Logged-in users receive personalized content: their order history, their saved addresses, their account status, their active session. Serving a cached page to a logged-in user would mean serving someone else's data, which is why every serious caching solution excludes authenticated sessions by default. That exclusion is not a configuration error. It is a necessary architectural boundary.

But the consequence is significant: every logged-in customer accessing My Account triggers a full WordPress bootstrap on every single request. No cache intercepts it. No CDN absorbs it. The request lands directly on your server, and WordPress executes in full - including every active plugin in your installation, regardless of whether those plugins have any relevance to account management whatsoever.

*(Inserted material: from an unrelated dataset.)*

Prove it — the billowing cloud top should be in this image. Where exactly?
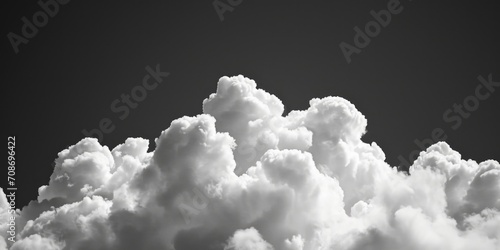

Your slider plugin loads. Your SEO plugin loads. Your contact form loads. Your cookie banner logic runs. Your homepage widgets initialize. None of this serves the logged-in customer viewing their order history. All of it consumes server resources on every authenticated request.

This is the structural reality that caching cannot address - not because caching is insufficient, but because caching was never designed to solve execution overhead. It was designed to avoid repeated execution for identical requests. Logged-in sessions, by definition, are never identical enough to cache safely.

The only meaningful lever available here is reducing what executes per request - ensuring that authenticated sessions in My Account load only the plugins that account functionality genuinely requires, and nothing beyond that.

This is precisely the scenario LiteCache Rush was built to handle. Rush operates before the WordPress bootstrap and constructs a minimal, context-specific plugin set for each incoming request. For a logged-in customer accessing My Account, Rush loads WooCommerce, the session handler, and the plugins that account pages actually depend on. Everything else is prevented from executing entirely - not dequeued from the output, but never handed to WordPress in the first place.

The result is that authenticated sessions, which caching cannot help, become structurally lighter at the execution level. The server does less work per request not because anything was cached, but because unnecessary work was prevented before it started.

Where caching ends, prevention begins. For logged-in WooCommerce customers, that boundary is exactly where your performance problem lives.